There's a few more questions coming through. Is there any other option for alignment in addition to using STAR?
Mark Kunitomi:
Yeah. We have a bunch of different aligners that are on platform and so you can modify the workflow in order to use your favorite aligner, so that's certainly a possibility.
Hannah Schuyler:
How does that platform handle large datasets? Are there any limitations on the size of the data that we can upload and analyze?
Mark Kunitomi:
This is where a lot of back end engineering has come in. I can't claim that I understand every piece of it, but g.nome is incredibly scalable in terms of the size limits for data sets. Really, I would say there aren't datasets that that break us terms of scale. So there aren't datasets large enough that we've observed breaking for these types of workflows. So really, you can use incredibly large datasets on g.nome without having to worry about it.
Hannah Schuyler:
How can I customize the analysis parameters in g.nome for specific research needs?
Mark Kunitomi:
So there's a variety of ways that that can be done. And, you know, variety of kind of levels that guided workflow have. We have our advanced parameters, and so this is really for when you're tuning the workflow, you get to choose, you know, from a preset amount of different pathways within that. So for certain workflows, you can choose your aligner or certain ones, you can choose your read count methods. You also can do the small tweaking like you know how you want to you what values you want to use for p values or these types of things. So that's the kind of customization you can do within the guided workflow.

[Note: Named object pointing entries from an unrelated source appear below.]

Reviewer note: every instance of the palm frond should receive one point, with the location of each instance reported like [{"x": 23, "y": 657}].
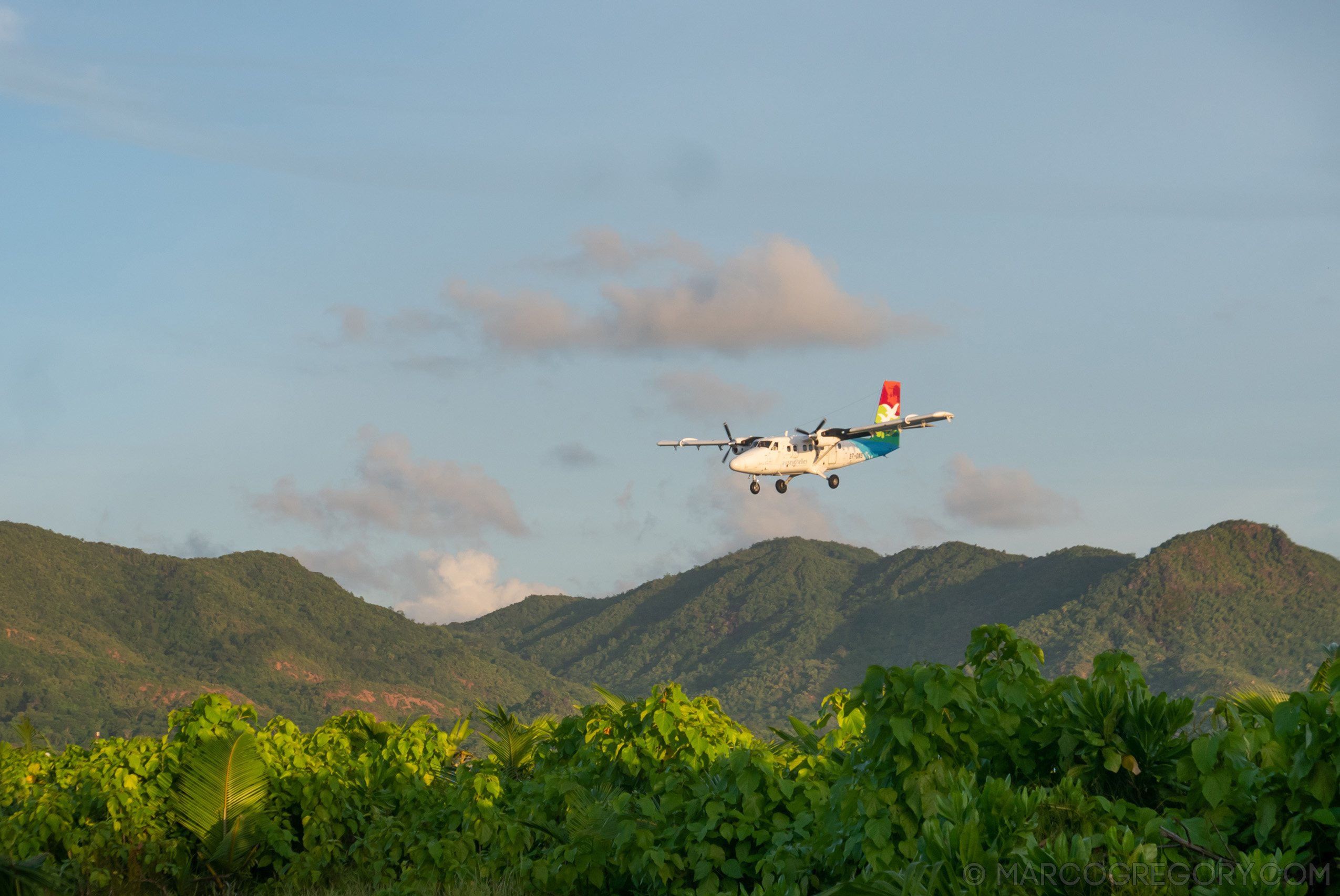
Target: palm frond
[
  {"x": 1259, "y": 701},
  {"x": 220, "y": 797},
  {"x": 15, "y": 877},
  {"x": 612, "y": 699},
  {"x": 513, "y": 744},
  {"x": 30, "y": 738},
  {"x": 1326, "y": 677}
]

Within the workflow builder itself, the customization increases quite a bit because now you can take any of our modular tools and rewire them, bring in new tooling, remove parts of the analysis, add parts of the analysis so you can change not only the parameters that exist for all of those tools, but you can change the wiring itself or the tooling that's used itself. So it's incredibly customizable.
Hannah Schuyler:
Okay. We have a question around pathways that is, are databases for gene ontology and pathways updated automatically or sent by the user? And can users use other databases for functional analysis like React or Wiki pathways.
Mark Kunitomi:
We have been updating our pathways for pathway analysis. Bringing in custom pathways is something that can be done. I think we can make that easier to do in the future, to be honest. But yes, absolutely, you can bring them in.
Hannah Schuyler:
One last question. What are the pre-processing steps that are done for RNA-seq quality control?
Mark Kunitomi:
A lot of the bulk of what gets done is using fastp, which is a combination of a couple of tools that looks a read trimming based on quality and then adapter removal. But there's a lot of different flavors that you can use depending on which pipeline or what parameters that you use. For some, you can also remove things like ribosomal RNA, you can those things can be filtered out, but the bulk of it is done in terms of adapter removal and then sequence quality.
Hannah Schuyler:
Awesome. I think that wraps our questions for now. Thank you again, Mark, for your time, and everyone for joining.